The reason the locker.config file isn’t a definitive test is that ESXi can set the Configured value in several ways.  If you use the vim-cmd method it creates an entry in the locker.conf file (and creates the file it if it doesn’t already exist).  However if this file doesn’t exist, then ESXi goes on to check the following (from the KB):

2. A Fat16 filesystem of at least 4 GB on the Local Boot device.
3. A Fat16 filesystem of at least 4 GB on a Local device.
4. A VMFS Datastore on a Local device, in a .locker/ directory.
5. A ramdisk at /tmp/scratch/

I have found hosts where there is no locker.config file, but because a 4GB FAT partition had been created during the initial install, it uses that.  In these cases there is no .locker directory, but everything sits directly in the partition and it is mounted under /vmfs/volumes/ as to be accessible by the vmkernel.  Interestingly, in this configuration there is no sym linked datastore, so you won’t see this volume in the vSphere client.

For hosts where the 4GB FAT partition doesn’t exist, but a local VMFS datastore is present, you can find that a .locker folder is created.

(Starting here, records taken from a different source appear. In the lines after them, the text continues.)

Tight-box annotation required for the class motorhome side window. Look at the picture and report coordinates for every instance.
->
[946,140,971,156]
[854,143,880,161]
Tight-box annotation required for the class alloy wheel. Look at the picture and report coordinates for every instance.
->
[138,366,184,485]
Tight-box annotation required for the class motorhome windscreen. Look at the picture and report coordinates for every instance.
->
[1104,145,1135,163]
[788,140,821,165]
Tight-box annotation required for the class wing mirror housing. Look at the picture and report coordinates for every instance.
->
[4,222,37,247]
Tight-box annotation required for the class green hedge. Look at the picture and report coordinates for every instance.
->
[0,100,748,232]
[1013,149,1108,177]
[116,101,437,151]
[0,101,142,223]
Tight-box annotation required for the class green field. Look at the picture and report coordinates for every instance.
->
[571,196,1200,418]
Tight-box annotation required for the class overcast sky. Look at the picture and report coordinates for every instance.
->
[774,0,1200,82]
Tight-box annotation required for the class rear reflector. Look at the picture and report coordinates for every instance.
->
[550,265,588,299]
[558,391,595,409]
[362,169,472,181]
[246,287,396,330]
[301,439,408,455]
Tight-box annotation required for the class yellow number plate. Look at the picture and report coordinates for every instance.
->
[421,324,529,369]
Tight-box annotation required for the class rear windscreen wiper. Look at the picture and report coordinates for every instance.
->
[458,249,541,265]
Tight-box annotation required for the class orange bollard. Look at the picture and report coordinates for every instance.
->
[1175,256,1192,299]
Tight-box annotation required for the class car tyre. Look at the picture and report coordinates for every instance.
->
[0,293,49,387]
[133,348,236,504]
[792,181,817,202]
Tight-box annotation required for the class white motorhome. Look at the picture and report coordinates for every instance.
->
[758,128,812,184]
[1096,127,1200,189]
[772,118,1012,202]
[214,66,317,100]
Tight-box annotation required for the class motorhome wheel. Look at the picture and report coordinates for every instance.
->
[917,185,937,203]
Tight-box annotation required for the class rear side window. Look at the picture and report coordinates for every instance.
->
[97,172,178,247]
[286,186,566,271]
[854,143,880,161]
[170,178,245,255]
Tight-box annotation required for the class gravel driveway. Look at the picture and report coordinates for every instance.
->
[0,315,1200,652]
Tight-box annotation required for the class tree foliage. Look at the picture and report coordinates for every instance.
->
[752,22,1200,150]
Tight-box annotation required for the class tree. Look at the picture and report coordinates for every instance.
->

You can see these from the vSphere client datastore browser.  But remember that if you are a POSIX style console (like the vMA or ESXi shell), then as this folder is prepended with a period (“full stop” in real English :)), the folder will be hidden.

Various changes have occurred with regard to the scratch location during the 4.x cycle.  I guess this is why ESXi has to check all these locations for possible dump sites.  Also, when using vendor specific images, it could depend how they patch their master images before releasing them.  So it’s very difficult to understand which versions are set in which ways.

The interesting thing, is that the existence of scratch specific “partition” does not categorically determine the persistence of scratch.  ESXi can use a scratch folder and it will still be persistent across reboots.  Only the 5th option above forces it into a volatile ramdisk.  So the correct terminology is “persistent scratch location”. I for one welcome our new persistent scratch location nomenclature overlords…

Remember though, the moral of the first post is still valid.  Some servers’ local disks are treated as non-local and therefore aren’t configured with a “persistent scratch location” at all (even though there is a local VMFS volume available).  This inconsistency is something you want to check if you don’t want surprises.